Il est 13h30 quand nous nous retirons de notre amour. La Grande Histoire me paraît si bancale, mon bel amour. La pièce où nous nous tenons, enfin calmes, a connu les sursauts et les soubresauts de la passion. De cela il y a bien longtemps. Nous allons procéder à des démarches administratives, déposer un préavis de location, rechercher chacun un appartement, mettre nos affaires en carton, sans querelle, sans dispute, sans larme. Tu apprendras sans doute plus tard que notre histoire fut un brouillon, mon cher amour. Pour l’heur, nous nous masquons – je serais tentée de dire une fois de plus – et nous déclinons toutes les nuances du sang-froid que nous semblons posséder.

Il est 13h30 quand nous nous retirons de notre amour. On nous a tellement admirés, jeunes, beaux et dissimulés. Dès le début, le jeu avait été pipé. Nous nous prétendions l’un à l’autre. Comme peut parader l’oiseau paradisier. Aujourd’hui on nous conte les prouesses d’au-delà les océans, celles d’oiseaux fantasques, l’un dégage le sol de toute aspérité avant d’esquisser une danse, l’autre lustre, déploie et agite son plumage face à son alter ego, un troisième se racle le gosier avant d’entamer un chant complexe et contrefait. Qui eût cru que nous marchions sur les brisées de notre coup de foudre ? Nous avons porté ce bagage durant une décennie, émouvants et ténébreux que nous étions.

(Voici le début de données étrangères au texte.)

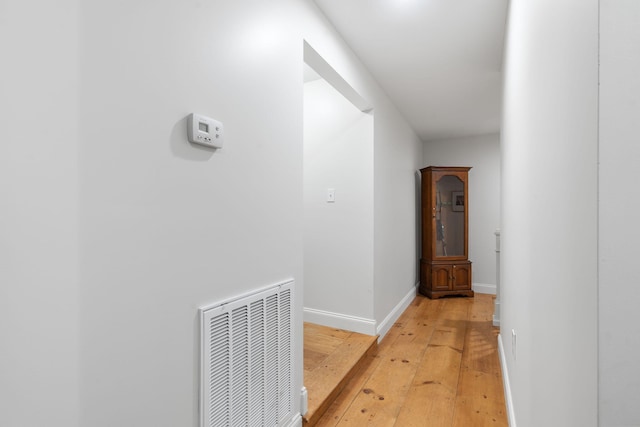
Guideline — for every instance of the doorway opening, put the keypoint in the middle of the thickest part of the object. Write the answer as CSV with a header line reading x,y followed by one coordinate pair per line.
x,y
338,231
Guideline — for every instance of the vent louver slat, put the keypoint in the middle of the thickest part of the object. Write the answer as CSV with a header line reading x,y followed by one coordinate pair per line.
x,y
247,375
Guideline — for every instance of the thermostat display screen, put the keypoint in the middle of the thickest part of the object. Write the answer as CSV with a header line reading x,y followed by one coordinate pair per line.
x,y
204,131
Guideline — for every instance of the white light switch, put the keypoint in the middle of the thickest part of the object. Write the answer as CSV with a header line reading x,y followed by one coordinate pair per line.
x,y
331,195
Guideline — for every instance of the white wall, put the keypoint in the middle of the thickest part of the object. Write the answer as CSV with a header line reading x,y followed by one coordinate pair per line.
x,y
549,211
38,214
397,155
132,228
338,237
619,230
482,153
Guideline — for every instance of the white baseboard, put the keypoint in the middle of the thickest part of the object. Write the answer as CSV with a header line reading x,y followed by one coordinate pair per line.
x,y
296,421
340,321
511,415
391,318
484,288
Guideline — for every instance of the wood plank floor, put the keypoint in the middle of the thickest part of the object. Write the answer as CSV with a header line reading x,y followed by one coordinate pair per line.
x,y
437,366
331,358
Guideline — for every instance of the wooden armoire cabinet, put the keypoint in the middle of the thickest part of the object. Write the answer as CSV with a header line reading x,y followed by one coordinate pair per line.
x,y
445,268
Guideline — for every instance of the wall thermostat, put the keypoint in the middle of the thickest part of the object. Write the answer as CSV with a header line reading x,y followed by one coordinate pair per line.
x,y
205,131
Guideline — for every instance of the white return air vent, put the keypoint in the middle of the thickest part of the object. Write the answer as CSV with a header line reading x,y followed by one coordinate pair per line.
x,y
246,360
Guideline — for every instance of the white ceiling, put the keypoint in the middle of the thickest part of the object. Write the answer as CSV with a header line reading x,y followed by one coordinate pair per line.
x,y
440,61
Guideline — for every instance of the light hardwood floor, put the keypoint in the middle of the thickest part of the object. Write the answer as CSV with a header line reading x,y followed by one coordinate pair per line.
x,y
437,366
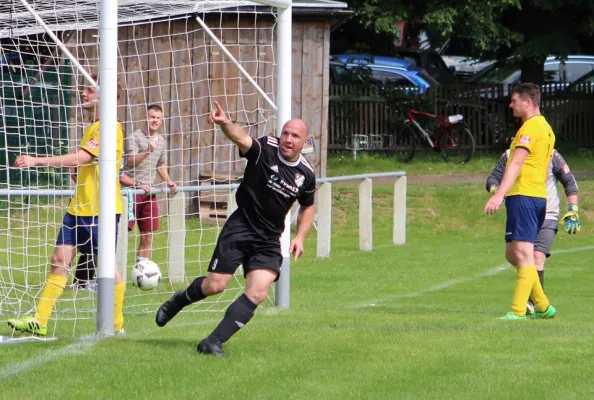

Il est 13h30 quand nous nous retirons de notre amour. Il y aura des scories. Tu as la beauté abîmée, j’ai la maigreur des sans-appétit. Te souviens-tu, mon bel amour ? Avoir pleuré sur les éclats de vaisselle cassée, avoir attendu au bord de toutes les routes d’Europe, avoir mangé tant de spaghettis, avoir fondu nos désirs sur le sable et s’échouer sur la grève dans un méli mélo pathétique et flamboyant. Le mutisme a recouvert les saisons passées ensemble alors que nous quittions nos vingt ans. Nous avons vagabondé puis avons laissé le silence parler. J’écoutais en boucle Neil Young, tu préférais Dylan. Dans Renaldo et Clara, Ginsberg dit « La vie finit par se lasser de vivre ». Tel fut notre amour déchu, telle fut la tristesse de notre séparation.